Together, and with endless support from Jack’s wife Judy, the pair began the tedious job of editing Jack’s writing, checking facts, finding photographs and learning more from fellow Fall City residents. People dug through old trunks to find pictures and information for them, Pickering said.

To make it more manageable, they separated the book into three volumes. Then, the three of them met at least once a week to put their ideas together.

“Part of what made it interesting and bearable, we were always moving to new chapters,” Pickering said. “It gave us milestones.”

The trio’s research even prompted the start of the Fall City Historical Society in the fall of 2006. The historical society is just getting into gear now, but already has six members and a brochure to encourage membership, Pickering said. So far, the organization is working to develop a good system of recording, cataloging and archiving donated materials.

The highlight of the experience for the Kelleys was when Pickering came to the doorstep and asked to help with the book, Judy said.

“And reconnecting with people he hadn’t seen in a while,” she added.

For Pickering, there were two highlights. The first was discovering the Fall City Cemetery and its history. The second was when they took the book, only one-third finished, to a showing – sponsored by Fall City Arts – at the Masonic Hall in Fall City in June of 2005 where people could stop in and look at the first chapters.

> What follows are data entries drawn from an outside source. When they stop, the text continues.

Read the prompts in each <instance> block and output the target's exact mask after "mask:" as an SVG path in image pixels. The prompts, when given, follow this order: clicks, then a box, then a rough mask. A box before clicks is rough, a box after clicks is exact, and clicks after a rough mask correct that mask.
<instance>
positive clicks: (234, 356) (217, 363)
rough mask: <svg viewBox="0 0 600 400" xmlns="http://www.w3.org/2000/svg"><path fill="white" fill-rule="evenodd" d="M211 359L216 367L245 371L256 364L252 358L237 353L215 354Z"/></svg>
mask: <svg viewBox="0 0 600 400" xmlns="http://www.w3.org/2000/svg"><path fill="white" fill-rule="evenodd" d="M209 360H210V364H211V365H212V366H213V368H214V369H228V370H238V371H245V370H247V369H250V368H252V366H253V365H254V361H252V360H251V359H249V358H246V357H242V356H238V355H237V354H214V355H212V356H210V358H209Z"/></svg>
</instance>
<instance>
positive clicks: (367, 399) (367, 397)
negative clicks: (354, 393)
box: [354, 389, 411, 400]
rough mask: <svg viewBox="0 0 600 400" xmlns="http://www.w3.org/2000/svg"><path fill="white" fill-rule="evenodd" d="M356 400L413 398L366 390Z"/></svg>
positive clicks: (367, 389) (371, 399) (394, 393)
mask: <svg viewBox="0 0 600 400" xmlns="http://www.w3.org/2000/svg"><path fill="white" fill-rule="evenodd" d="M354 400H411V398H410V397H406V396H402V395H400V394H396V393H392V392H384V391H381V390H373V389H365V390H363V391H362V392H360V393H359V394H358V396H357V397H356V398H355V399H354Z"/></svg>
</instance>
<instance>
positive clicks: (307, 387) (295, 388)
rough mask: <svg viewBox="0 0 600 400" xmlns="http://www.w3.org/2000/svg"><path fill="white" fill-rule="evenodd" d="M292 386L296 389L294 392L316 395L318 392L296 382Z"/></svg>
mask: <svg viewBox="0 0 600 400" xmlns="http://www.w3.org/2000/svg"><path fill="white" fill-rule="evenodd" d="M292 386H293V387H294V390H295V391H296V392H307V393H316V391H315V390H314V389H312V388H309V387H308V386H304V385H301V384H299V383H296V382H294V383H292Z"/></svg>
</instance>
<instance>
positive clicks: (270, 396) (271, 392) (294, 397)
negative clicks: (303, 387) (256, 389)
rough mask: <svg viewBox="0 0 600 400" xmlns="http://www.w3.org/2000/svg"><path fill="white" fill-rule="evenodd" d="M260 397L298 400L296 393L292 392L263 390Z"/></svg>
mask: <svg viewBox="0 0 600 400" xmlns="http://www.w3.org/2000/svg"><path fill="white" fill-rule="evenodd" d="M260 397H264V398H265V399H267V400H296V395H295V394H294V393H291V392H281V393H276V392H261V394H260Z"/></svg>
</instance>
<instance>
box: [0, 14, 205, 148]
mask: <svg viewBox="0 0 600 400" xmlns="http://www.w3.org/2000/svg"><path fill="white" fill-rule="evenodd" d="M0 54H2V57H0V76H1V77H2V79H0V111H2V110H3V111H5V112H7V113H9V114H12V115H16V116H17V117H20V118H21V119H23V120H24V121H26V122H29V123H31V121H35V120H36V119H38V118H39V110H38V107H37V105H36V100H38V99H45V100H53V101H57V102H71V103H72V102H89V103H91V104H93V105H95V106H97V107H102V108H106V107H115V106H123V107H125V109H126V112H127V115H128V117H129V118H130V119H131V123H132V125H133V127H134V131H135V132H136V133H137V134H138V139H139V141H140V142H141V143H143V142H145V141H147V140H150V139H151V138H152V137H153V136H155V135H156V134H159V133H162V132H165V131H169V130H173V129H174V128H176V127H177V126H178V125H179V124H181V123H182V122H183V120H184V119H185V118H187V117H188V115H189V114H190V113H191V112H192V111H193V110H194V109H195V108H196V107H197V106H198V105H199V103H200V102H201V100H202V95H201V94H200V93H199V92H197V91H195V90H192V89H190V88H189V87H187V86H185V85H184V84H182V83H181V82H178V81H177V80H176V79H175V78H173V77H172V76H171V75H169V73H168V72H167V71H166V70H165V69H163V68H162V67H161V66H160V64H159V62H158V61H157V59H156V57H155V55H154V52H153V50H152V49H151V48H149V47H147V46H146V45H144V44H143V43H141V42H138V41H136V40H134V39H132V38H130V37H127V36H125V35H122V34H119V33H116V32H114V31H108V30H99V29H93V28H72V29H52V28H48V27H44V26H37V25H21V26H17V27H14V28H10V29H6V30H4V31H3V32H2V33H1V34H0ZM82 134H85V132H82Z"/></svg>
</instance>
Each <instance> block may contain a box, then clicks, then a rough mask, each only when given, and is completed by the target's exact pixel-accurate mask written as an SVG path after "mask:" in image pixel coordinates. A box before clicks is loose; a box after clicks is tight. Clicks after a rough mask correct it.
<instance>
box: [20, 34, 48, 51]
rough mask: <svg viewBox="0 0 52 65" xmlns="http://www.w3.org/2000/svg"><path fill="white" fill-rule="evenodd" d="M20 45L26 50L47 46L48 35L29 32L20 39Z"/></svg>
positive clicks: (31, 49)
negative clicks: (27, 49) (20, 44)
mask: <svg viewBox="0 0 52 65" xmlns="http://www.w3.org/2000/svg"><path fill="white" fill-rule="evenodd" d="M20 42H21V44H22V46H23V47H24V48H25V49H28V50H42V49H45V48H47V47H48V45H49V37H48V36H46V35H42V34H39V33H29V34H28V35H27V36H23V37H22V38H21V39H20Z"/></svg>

“People were so excited about what the book was going to be like,” Pickering said.

When people realized the preview copy was only one-third of what the total product would be, “eyes widened,” she said.

Because of its size and content, it took a communitywide effort to cover the cost of publication. Many people made contributions, including Smith Brown Sterling Law Offices, Snoqualmie Valley Animal Hospital, Hot Off The Press, David Speikers, Steve Cato, Craig and Noma Edwards, Greg and Sabra Fawcett, Gordon Construction, Maggie and Phil Grate, Doug and Margie Burbridge, Gerry and Betty Ostrom, Roberta Yoshimura, Anne and Art Loring, Donna Driver-Kummen, Jon Kummen and a $200 matching grant from Snoqualmie Valley Historical Museum.

Even though the book was just finished, PIckering and Jack have sold more than 150 advance orders. These will receive a thank-you note, a purchase number indicating how many others had purchased the book first and a signature from Jack. Now that it is finished, it will go on sale Dec. 2 at the Fall City Holiday Market at Chief Kanim Middle School at 32627 S.E. Redmond-Fall City Road from 10 a.m. to 4 p.m. After Dec. 2, it will be sold at The River’s Edge at 33631 S.E. Redmond-Fall City Road in Fall City. The cost is $60 per copy. All proceeds from sales from the first printing of the book will be divided between the Fall City Community Association and Snoqualmie Valley Historical Museum.